Slow Adoption of new Encryption Standards
Although TLS 1.3 was ratified by the Internet Engineering Taskforce in August of 2018, we won’t see widespread or mainstream adoption: less than 10 percent of websites worldwide will start using TLS 1.3. TLS 1.2 will remain relevant, and therefore will remain the leading TLS version in use globally since it has not been compromised yet, it supports PFS, and the industry is generally slow when it comes to adopting new standards. Conversely, Elliptical-curve cryptology (ECC) ciphers will see more than 80 percent adoption as older ciphers, such as RSA ciphers, are disappearing.
Decryption: It’s not a Choice Any Longer
TLS decryption will become mainstream as more attacks leverage encryption for infection and data breaches. Since decryption remains a compute-intensive process, firewall performance degradation will remain higher than 50 percent and most enterprises will continue to overpay for SSL decryption due to lack of skills within the security teams. To mitigate firewall performance challenges and lack of skilled staff, enterprises will have to adopt dedicated decryption solutions as a more efficient option as next-generation firewalls (NGFWs) continue to polish their on-board decryption capabilities.
Cyber-attacks are now the new norm.
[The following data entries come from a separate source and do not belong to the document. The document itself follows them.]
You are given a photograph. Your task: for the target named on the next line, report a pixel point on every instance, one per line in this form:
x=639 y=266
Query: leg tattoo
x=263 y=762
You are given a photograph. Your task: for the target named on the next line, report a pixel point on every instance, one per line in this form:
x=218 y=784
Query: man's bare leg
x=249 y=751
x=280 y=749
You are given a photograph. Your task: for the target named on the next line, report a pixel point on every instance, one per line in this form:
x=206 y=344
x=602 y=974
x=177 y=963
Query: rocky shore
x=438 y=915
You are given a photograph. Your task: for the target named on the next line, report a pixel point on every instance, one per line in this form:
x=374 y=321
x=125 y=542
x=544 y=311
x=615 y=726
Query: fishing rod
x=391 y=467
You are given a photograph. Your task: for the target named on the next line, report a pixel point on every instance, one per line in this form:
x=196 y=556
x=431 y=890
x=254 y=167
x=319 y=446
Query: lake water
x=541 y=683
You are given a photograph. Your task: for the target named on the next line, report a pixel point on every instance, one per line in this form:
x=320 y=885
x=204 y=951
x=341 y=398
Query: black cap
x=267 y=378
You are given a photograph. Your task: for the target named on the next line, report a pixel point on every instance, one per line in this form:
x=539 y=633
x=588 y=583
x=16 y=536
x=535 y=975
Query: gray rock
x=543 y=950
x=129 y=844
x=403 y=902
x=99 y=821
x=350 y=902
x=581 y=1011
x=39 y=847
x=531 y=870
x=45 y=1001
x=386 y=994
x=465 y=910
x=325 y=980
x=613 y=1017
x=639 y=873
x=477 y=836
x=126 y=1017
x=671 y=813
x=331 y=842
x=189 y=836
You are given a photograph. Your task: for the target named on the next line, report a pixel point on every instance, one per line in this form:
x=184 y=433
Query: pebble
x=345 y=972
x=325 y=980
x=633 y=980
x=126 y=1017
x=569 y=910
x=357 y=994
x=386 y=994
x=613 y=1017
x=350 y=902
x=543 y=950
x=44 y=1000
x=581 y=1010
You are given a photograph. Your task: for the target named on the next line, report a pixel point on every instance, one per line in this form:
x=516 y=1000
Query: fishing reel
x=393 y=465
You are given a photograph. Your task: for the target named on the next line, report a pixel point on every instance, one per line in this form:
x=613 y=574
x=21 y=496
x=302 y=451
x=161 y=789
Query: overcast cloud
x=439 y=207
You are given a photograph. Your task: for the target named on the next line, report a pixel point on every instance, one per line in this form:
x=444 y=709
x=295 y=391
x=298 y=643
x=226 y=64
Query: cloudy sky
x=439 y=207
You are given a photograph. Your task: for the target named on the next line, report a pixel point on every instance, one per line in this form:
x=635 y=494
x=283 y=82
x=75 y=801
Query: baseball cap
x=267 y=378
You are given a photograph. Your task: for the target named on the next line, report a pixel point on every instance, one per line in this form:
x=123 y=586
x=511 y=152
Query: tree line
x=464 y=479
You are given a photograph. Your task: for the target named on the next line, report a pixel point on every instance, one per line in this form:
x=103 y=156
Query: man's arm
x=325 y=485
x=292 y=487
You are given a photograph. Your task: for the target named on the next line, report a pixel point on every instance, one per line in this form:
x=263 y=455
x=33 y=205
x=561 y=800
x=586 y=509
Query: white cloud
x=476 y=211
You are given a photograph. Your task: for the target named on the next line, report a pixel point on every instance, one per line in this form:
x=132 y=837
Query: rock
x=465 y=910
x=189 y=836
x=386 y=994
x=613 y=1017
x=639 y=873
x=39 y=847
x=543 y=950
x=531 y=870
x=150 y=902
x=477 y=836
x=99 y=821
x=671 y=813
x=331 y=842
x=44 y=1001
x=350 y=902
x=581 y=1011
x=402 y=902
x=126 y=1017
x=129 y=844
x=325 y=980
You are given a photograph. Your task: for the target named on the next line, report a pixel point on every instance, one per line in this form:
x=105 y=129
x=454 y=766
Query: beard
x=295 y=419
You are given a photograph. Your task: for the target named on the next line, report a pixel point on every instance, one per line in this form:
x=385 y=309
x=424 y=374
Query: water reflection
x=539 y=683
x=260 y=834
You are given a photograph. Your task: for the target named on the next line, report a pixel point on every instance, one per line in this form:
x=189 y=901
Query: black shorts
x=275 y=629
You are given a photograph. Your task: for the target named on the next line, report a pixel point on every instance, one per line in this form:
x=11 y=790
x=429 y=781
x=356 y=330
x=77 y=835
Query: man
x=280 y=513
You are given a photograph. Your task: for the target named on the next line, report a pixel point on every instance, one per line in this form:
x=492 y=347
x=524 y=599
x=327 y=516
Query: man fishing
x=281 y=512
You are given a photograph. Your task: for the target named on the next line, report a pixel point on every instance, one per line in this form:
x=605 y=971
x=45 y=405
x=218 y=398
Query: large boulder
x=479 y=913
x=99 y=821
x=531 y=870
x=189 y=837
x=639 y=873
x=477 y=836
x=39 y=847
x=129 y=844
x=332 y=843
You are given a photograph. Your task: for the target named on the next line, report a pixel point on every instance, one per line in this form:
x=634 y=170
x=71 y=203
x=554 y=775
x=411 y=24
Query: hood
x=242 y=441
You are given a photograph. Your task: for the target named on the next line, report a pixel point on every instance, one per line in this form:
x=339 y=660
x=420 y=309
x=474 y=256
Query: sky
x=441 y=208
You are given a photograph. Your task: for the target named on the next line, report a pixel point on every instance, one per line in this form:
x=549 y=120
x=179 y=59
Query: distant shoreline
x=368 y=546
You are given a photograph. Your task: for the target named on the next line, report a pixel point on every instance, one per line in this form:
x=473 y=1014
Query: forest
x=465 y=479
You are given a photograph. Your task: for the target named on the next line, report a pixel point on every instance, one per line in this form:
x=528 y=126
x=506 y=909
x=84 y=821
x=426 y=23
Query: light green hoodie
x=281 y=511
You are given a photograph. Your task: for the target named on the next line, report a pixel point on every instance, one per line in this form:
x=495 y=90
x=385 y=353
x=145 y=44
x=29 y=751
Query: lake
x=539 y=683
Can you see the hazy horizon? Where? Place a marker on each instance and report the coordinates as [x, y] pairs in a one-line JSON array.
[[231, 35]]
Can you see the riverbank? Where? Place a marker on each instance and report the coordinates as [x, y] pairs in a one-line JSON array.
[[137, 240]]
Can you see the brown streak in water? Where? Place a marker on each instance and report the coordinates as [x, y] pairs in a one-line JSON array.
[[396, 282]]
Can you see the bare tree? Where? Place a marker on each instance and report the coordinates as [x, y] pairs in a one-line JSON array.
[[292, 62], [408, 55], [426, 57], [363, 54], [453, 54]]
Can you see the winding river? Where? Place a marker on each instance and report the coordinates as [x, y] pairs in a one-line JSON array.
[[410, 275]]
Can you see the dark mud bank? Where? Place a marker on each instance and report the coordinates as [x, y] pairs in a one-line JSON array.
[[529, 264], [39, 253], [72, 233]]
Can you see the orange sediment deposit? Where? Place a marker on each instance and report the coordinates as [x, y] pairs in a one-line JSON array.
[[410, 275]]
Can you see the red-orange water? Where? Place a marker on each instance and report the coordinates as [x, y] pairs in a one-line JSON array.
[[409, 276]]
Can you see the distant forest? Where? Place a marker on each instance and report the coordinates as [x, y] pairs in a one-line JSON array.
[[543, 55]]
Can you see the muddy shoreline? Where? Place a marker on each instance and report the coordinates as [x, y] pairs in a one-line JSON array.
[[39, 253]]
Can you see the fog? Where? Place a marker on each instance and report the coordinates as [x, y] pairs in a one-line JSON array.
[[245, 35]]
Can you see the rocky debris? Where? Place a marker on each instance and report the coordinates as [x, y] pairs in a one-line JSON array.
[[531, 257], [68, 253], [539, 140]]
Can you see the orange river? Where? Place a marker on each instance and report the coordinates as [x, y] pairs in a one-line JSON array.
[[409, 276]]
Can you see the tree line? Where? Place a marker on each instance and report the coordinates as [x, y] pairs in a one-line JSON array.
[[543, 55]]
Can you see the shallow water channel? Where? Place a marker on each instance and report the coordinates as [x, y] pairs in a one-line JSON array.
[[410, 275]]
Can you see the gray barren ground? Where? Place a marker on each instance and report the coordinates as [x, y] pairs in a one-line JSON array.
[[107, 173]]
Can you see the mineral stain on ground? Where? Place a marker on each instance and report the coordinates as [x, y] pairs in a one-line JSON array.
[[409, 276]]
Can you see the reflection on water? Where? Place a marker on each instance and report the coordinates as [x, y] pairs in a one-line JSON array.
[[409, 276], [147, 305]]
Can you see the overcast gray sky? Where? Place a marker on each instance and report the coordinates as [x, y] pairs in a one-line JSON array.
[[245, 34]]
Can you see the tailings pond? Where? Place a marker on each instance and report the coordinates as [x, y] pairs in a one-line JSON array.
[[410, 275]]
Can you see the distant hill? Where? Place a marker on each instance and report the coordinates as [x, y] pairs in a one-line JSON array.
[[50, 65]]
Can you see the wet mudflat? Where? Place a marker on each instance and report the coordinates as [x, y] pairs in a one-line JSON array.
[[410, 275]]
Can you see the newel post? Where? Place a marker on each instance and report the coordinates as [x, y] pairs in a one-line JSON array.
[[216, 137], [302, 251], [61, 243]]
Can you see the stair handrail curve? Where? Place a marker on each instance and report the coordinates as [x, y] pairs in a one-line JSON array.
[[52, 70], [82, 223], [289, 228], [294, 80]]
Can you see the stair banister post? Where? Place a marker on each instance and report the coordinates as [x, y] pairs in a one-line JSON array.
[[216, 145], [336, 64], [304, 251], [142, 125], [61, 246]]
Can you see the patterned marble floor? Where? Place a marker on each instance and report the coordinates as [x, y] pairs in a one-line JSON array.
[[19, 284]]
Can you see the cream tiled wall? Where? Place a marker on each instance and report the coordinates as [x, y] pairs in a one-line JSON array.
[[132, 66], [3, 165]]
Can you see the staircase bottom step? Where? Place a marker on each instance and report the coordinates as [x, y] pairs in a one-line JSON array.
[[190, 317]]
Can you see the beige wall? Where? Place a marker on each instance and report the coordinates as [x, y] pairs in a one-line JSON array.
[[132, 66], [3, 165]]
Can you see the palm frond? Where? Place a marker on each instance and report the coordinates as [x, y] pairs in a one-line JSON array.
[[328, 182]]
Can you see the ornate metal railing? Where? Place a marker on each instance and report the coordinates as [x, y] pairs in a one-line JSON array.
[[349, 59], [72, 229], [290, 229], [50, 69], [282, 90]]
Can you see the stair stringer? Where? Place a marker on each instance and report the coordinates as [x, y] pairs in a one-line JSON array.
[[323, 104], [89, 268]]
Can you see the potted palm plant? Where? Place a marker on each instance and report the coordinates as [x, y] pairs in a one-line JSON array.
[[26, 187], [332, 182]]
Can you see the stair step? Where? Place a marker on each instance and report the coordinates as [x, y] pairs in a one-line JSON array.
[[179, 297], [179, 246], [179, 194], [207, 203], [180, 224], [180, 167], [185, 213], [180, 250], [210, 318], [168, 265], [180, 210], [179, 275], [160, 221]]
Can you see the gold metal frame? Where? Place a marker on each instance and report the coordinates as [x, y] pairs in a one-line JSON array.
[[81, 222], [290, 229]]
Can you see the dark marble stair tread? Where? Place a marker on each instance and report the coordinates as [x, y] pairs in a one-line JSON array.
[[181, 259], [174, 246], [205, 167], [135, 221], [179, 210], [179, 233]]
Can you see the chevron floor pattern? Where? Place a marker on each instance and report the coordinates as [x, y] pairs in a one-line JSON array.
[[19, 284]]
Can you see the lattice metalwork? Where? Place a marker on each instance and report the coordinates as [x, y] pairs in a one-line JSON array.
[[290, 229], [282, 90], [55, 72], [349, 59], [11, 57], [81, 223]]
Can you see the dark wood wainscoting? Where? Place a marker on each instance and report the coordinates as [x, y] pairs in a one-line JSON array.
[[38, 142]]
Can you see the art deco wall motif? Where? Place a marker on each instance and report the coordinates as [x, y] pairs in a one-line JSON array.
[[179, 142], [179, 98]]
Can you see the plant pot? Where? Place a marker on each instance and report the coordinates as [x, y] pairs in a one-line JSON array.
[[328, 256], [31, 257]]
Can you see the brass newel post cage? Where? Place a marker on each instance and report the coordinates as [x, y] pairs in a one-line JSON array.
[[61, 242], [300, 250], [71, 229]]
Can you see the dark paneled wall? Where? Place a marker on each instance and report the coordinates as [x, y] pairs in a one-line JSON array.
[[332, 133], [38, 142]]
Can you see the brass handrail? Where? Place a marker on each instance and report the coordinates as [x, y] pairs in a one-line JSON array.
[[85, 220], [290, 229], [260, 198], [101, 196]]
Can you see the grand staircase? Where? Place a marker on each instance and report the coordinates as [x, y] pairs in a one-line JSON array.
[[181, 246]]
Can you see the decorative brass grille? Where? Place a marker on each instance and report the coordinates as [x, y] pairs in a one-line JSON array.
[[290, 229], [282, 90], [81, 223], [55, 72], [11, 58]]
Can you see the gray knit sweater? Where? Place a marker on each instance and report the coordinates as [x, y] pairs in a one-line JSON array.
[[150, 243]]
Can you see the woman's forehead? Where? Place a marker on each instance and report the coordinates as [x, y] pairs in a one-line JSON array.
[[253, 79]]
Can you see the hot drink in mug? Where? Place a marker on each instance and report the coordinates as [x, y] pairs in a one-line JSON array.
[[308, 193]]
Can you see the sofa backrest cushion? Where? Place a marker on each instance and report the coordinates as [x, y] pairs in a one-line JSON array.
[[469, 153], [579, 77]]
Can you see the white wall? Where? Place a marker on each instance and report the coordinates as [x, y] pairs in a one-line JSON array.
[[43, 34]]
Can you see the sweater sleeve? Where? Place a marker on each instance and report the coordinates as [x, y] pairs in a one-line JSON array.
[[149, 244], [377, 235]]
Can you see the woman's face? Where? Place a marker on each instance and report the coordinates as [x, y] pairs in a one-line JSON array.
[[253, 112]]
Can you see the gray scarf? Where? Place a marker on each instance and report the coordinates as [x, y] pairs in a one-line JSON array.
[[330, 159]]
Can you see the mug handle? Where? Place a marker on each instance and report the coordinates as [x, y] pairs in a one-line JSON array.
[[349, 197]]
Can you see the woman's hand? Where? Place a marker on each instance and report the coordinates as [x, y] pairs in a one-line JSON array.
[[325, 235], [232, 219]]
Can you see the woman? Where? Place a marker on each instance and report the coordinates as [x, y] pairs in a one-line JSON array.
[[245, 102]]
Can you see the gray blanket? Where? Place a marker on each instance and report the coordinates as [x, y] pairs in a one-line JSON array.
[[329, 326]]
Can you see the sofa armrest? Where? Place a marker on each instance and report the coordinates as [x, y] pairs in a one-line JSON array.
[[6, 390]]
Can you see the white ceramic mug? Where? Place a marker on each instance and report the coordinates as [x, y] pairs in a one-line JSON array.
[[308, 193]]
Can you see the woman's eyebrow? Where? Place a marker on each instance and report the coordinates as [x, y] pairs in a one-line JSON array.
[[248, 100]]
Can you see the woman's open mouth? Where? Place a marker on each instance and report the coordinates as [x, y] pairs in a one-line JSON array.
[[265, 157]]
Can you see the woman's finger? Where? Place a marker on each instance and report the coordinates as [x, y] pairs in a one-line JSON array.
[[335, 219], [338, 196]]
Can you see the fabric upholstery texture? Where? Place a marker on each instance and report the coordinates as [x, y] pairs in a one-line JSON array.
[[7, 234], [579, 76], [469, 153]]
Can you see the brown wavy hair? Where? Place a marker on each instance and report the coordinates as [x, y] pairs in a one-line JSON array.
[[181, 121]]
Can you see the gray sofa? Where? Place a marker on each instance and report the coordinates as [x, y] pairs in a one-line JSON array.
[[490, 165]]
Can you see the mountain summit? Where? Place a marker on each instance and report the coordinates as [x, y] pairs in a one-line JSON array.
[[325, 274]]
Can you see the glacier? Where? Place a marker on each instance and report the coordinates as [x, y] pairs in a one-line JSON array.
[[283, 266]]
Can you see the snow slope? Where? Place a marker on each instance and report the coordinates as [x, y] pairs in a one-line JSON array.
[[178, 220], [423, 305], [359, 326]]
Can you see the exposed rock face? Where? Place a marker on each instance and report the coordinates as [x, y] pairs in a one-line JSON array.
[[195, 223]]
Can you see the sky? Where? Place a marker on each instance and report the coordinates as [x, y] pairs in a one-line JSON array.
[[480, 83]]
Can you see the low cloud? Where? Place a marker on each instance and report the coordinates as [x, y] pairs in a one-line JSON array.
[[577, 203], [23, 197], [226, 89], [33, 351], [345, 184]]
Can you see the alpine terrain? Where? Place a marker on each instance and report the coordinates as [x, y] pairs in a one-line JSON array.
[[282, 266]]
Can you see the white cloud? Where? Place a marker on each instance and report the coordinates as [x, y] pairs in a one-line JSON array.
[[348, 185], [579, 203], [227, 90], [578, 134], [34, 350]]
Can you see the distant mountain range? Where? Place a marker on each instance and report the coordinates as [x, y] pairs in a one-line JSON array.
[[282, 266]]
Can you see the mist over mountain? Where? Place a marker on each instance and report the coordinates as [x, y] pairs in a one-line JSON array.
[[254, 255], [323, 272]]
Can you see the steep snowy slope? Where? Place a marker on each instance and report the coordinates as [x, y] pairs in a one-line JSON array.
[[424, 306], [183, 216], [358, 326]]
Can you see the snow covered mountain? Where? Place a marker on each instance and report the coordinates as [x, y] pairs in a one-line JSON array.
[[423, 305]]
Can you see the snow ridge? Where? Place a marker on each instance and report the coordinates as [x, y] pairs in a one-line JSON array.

Each year brings new threats, data breaches and operational challenges, ensuing that businesses, governments and consumers must always be on its toes. With the transformation to 5G mobile networks and the dramatic rise in IoT, by both consumers and businesses, the potential for massive and widespread cyber threats expands exponentially. Let’s hope that organizations, as well as security vendors, focus on better understanding the security needs of the industry, and invest in solutions and policies that would give them a better chance at defending against the ever-evolving cyber threat landscape.